Hacker News new | ask | show | jobs
by simianwords 3 days ago
Its very interesting how you are contradicting the whole article's axioms and then arriving at the same conclusion that we are in for a crash!

Rational takeaway is to step back and analyse what's really happening here.

- Are we really in for a crash?

- What does it say about the culture and people's mental models that we have two radically opposing viewpoints on AI costs and people still arrive at same conclusion?

3 comments

The fact is that a lot of people think AI is overvalued to the point there's no way it can deliver on the hype, so (if they're right) there necessarily must come a crash that brings sentiment down to the same level with objective reality.
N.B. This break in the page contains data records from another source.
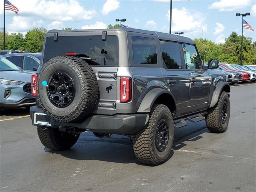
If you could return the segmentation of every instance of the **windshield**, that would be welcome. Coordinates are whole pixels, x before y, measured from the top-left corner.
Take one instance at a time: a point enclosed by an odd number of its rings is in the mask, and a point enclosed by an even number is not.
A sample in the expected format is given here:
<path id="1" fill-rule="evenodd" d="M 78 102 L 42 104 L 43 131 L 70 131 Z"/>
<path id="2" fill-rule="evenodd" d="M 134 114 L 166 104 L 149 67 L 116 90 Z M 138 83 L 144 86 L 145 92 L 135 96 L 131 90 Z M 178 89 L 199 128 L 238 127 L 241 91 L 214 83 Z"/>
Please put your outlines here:
<path id="1" fill-rule="evenodd" d="M 240 71 L 241 70 L 242 70 L 242 69 L 239 68 L 237 66 L 235 66 L 234 65 L 232 65 L 232 66 L 231 66 L 230 65 L 229 66 L 231 68 L 233 68 L 235 70 L 238 70 L 239 71 Z"/>
<path id="2" fill-rule="evenodd" d="M 106 40 L 102 36 L 60 36 L 57 41 L 53 37 L 46 38 L 42 63 L 67 52 L 75 52 L 83 57 L 90 58 L 90 65 L 117 66 L 118 62 L 118 40 L 117 36 L 108 35 Z"/>
<path id="3" fill-rule="evenodd" d="M 9 60 L 0 57 L 0 71 L 20 71 L 21 70 Z"/>
<path id="4" fill-rule="evenodd" d="M 242 69 L 243 70 L 250 70 L 249 69 L 248 69 L 248 68 L 247 68 L 246 67 L 245 67 L 244 66 L 239 66 L 239 67 L 239 67 L 240 68 Z"/>

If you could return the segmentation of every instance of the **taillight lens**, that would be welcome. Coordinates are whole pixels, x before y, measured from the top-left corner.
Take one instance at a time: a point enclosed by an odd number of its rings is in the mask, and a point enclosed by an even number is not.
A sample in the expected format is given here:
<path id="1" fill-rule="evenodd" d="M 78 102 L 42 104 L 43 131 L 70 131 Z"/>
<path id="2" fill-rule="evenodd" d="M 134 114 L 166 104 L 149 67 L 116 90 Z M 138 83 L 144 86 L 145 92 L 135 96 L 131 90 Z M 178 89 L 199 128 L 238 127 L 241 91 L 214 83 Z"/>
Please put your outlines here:
<path id="1" fill-rule="evenodd" d="M 37 78 L 37 75 L 32 75 L 31 78 L 31 92 L 32 92 L 32 94 L 34 96 L 37 96 L 37 92 L 36 91 Z"/>
<path id="2" fill-rule="evenodd" d="M 76 56 L 77 53 L 76 52 L 66 52 L 65 53 L 65 55 L 67 56 Z"/>
<path id="3" fill-rule="evenodd" d="M 120 102 L 128 102 L 132 100 L 132 79 L 130 77 L 120 78 Z"/>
There's a lot of hype surrounding AI, so there's many different ways to defend the idea that it's overhyped, the same way that if you ask ten different people what is most wrong with the country, you'll get ten different answers.

>- Are we really in for a crash?

The question you should really be asking is, is AI really overvalued, or is it so useful it justifies all the hype that surrounds it? If the former, then yes, a crash is inevitable, because we don't live in the land of make-believe. If a crash never happens then AI was not overvalued, it was valued appropriately.

It's just schadenfreude/ressentiment. Our societal values are very christian even as we secularize and you can see this reflected everywhere you turn. Same thing with people feeling there ought to be a 'catch' to GLP1s, etc. etc.
I don't get you because I'm too stupid to parse your thoughts
thanks for the productive reply
I thought you would explain what you meant but I asked Claude and I kinda understood. Interesting analysis.
You can think that AI is a transformative technology and still come to the conclusion that the AI industry's economics don't pan out. I do think that we will eventually develop AGI. But I think the current scale up economics won't get us there before the music stops.